My grandfather was a newspaper man and we had to be quiet when "Meet the Press" came on TV. He had a keen sense of politics that I did not appreciate at the time. Grandad had been in both WWI and WWII. He was quite concerned about the possibilities of WWIII. My grandmother was also well-versed in current events. My most vivid memory of how world events affected my 6-year-old self involves my grandmother.

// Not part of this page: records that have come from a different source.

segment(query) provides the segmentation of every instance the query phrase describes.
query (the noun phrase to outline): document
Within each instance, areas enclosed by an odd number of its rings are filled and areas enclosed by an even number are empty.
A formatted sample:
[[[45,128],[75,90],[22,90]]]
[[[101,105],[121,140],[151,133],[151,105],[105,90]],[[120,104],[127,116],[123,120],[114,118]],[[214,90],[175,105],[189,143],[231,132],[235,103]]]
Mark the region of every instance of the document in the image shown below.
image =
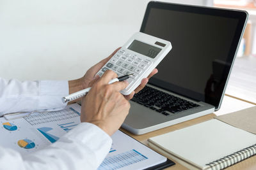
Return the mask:
[[[34,113],[19,119],[0,118],[0,145],[21,154],[44,148],[58,141],[80,123],[81,106],[67,106],[60,111]],[[4,136],[3,138],[3,136]],[[118,131],[111,138],[109,154],[99,169],[141,169],[166,161],[166,158]]]

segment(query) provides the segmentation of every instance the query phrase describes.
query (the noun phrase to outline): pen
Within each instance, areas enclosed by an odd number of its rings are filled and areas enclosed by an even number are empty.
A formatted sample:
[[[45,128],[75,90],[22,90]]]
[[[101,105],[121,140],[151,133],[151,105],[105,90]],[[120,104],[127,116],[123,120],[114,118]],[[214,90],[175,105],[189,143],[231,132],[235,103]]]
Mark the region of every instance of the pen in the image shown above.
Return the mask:
[[[110,81],[108,83],[109,84],[112,84],[115,82],[116,81],[122,81],[124,80],[125,80],[127,79],[128,79],[129,77],[131,77],[133,75],[132,74],[126,74],[120,77],[118,77],[114,79],[112,79],[111,80],[110,80]],[[80,97],[82,97],[84,96],[86,96],[87,94],[87,93],[90,91],[90,90],[91,90],[92,87],[88,87],[86,88],[84,90],[76,92],[75,93],[71,94],[66,97],[62,97],[62,102],[63,103],[65,103],[67,102],[70,102],[72,101],[74,101],[76,99],[77,99]]]

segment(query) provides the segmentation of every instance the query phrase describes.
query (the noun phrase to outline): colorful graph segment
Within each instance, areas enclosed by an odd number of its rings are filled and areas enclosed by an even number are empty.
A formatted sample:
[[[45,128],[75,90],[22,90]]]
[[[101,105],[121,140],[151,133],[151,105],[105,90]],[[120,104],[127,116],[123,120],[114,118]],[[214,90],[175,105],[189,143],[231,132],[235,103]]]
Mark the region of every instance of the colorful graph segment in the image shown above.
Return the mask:
[[[5,122],[2,124],[5,129],[10,131],[16,131],[18,129],[17,125],[15,125],[13,124],[10,123],[10,122]]]
[[[32,149],[36,146],[33,141],[28,139],[19,140],[18,141],[18,145],[20,148],[24,148],[25,149]]]
[[[69,131],[70,131],[73,127],[75,127],[77,125],[77,124],[76,124],[74,122],[70,122],[70,123],[67,123],[64,124],[58,124],[62,129],[63,129],[65,131],[68,132]]]
[[[37,129],[37,130],[38,130],[39,132],[40,132],[46,138],[47,138],[48,140],[49,140],[51,143],[54,143],[56,141],[58,141],[60,139],[60,138],[47,132],[48,131],[52,129],[52,128],[51,127],[46,127]]]

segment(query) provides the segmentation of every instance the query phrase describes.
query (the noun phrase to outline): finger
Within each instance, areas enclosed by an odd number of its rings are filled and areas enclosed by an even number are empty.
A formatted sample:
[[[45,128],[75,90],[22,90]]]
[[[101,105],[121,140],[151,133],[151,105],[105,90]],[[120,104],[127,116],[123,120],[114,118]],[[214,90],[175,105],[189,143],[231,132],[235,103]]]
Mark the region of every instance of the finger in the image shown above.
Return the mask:
[[[93,80],[90,81],[88,87],[92,87],[95,83],[96,83],[100,79],[100,76],[97,74],[94,78]]]
[[[147,78],[150,79],[152,76],[156,74],[156,73],[158,73],[158,70],[157,69],[154,69],[153,71],[149,74]]]
[[[103,64],[102,66],[104,65],[105,65],[106,63],[107,63],[107,62],[121,48],[121,47],[119,47],[118,48],[116,48],[116,50],[115,50],[109,56],[108,56],[108,57],[104,59],[103,60],[102,60],[100,62]]]
[[[117,74],[112,70],[107,70],[101,76],[100,81],[102,81],[104,84],[108,84],[110,80],[117,78]]]
[[[140,90],[141,90],[148,82],[148,79],[147,78],[142,79],[140,85],[134,90],[135,93],[138,93]]]
[[[129,83],[127,81],[117,81],[117,82],[115,82],[114,83],[111,84],[112,87],[116,92],[120,92],[122,90],[124,90],[128,85],[129,85]]]
[[[127,96],[124,96],[124,97],[125,98],[125,99],[127,99],[127,101],[131,100],[131,99],[132,99],[133,96],[135,94],[135,92],[133,91],[131,94],[130,94],[129,95],[127,95]]]

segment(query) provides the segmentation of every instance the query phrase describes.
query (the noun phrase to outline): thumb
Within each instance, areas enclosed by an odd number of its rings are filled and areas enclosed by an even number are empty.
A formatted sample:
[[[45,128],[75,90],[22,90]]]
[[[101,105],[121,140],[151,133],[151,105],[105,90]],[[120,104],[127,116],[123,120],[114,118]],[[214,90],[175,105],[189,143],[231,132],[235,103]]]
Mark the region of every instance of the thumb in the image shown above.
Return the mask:
[[[88,87],[92,87],[95,83],[98,81],[98,80],[100,79],[100,76],[98,74],[96,74],[93,79],[90,81]]]

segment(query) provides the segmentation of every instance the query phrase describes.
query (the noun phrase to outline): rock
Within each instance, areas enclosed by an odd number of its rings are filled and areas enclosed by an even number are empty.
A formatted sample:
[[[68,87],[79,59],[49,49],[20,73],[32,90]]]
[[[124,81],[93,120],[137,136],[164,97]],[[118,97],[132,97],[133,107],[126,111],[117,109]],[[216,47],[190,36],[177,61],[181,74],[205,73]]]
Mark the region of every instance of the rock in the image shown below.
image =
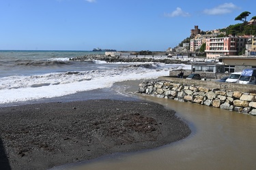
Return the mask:
[[[216,98],[216,94],[212,91],[210,91],[206,93],[206,97],[208,99],[212,100]]]
[[[158,82],[155,84],[154,86],[156,88],[162,88],[164,84],[161,82]]]
[[[240,106],[240,107],[248,107],[249,102],[246,101],[241,101],[241,100],[234,100],[233,101],[233,104],[235,106]]]
[[[226,97],[226,96],[218,95],[218,96],[217,96],[217,97],[218,97],[218,99],[220,99],[220,100],[221,100],[221,101],[226,101],[226,99],[227,99],[227,97]]]
[[[249,114],[249,112],[252,110],[252,108],[250,107],[244,107],[242,112],[244,113],[244,114]]]
[[[254,115],[255,116],[256,115],[256,109],[252,109],[250,112],[249,112],[250,114],[251,115]]]
[[[196,96],[194,99],[193,102],[196,103],[201,103],[203,101],[203,97],[202,96]]]
[[[220,108],[223,109],[230,109],[230,104],[228,103],[224,103],[220,105]]]
[[[242,109],[243,109],[243,107],[237,107],[237,106],[236,106],[233,108],[233,110],[236,111],[236,112],[242,112]]]
[[[256,108],[256,102],[250,102],[249,106],[253,108]]]
[[[235,91],[233,93],[233,97],[236,99],[240,99],[242,95],[242,92]]]
[[[204,101],[203,103],[205,105],[210,106],[212,105],[212,100],[210,99],[207,99]]]
[[[177,95],[177,97],[179,98],[184,98],[184,96],[186,96],[186,93],[184,92],[179,92]]]
[[[190,90],[185,90],[184,92],[188,95],[191,95],[193,94],[193,92]]]
[[[204,92],[209,92],[209,88],[203,88],[203,87],[199,87],[198,90],[199,90],[199,91]]]
[[[184,101],[193,101],[193,97],[191,96],[191,95],[184,96]]]
[[[164,90],[162,90],[162,88],[156,88],[156,92],[157,92],[157,93],[158,93],[160,95],[164,93]]]
[[[216,95],[219,95],[222,96],[225,96],[227,92],[225,91],[217,90],[215,91]]]
[[[255,97],[253,95],[242,95],[240,99],[242,101],[255,101]]]
[[[215,99],[212,101],[212,107],[220,107],[221,105],[221,100],[220,99]]]

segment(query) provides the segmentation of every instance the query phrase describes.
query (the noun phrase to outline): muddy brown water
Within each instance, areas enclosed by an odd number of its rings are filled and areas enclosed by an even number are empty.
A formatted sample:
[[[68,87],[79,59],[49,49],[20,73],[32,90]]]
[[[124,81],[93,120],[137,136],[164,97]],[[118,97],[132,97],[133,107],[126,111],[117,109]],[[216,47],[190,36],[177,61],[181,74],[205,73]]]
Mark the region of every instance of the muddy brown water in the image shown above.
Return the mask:
[[[141,97],[174,109],[192,129],[162,147],[119,153],[61,169],[256,169],[256,116],[205,105]]]

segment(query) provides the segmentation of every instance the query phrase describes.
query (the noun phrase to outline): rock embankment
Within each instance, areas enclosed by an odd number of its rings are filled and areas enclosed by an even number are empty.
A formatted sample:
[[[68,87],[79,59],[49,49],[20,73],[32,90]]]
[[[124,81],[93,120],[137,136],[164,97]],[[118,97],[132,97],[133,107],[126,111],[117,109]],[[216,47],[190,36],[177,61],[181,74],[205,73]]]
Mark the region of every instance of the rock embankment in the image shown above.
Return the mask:
[[[139,92],[159,98],[256,115],[256,93],[208,88],[162,80],[143,81],[139,84]]]
[[[108,63],[115,63],[115,62],[125,62],[125,63],[135,63],[135,62],[158,62],[166,64],[189,64],[190,61],[173,60],[173,59],[159,59],[152,58],[139,58],[139,57],[120,57],[119,56],[111,56],[106,55],[98,55],[98,54],[89,54],[81,56],[76,56],[75,58],[70,58],[70,61],[86,61],[86,60],[98,60],[104,61]]]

I was fascinated at the idea of having more than one phone in the house. I would occasionally listen in on a conversation using the extension in my grandparents' bedroom. One afternoon I forgot to hang up the phone. When the reminder tone came over phone line, my grandmother thought it was the air raid siren. I don't remember how long it took her to find the source of the alarm. I do remember her anger with me and not being able to sit comfortably for a while! All Castro's fault, really!The other political villain of my childhood was Nikita Khrushchev. He and Castro seemed
always together in the news broadcasts. It's Khruschev's face that I remember from a childhood dream. I was spending the weekend at Näna's house. (She was the grandmother with the drawer full of Betsy McCall paper dolls.) In my dream, a bald man was knocking on the window above the paper doll drawer. I recognized him from the nightly news broadcast - Khruschev himself was pounding on our window.Khruschev and the U.S.S.R. are long gone. Fidel, though, has endured. What will happen next in Cuba? I'm grateful for the example set by my grandparents of staying informed of world events.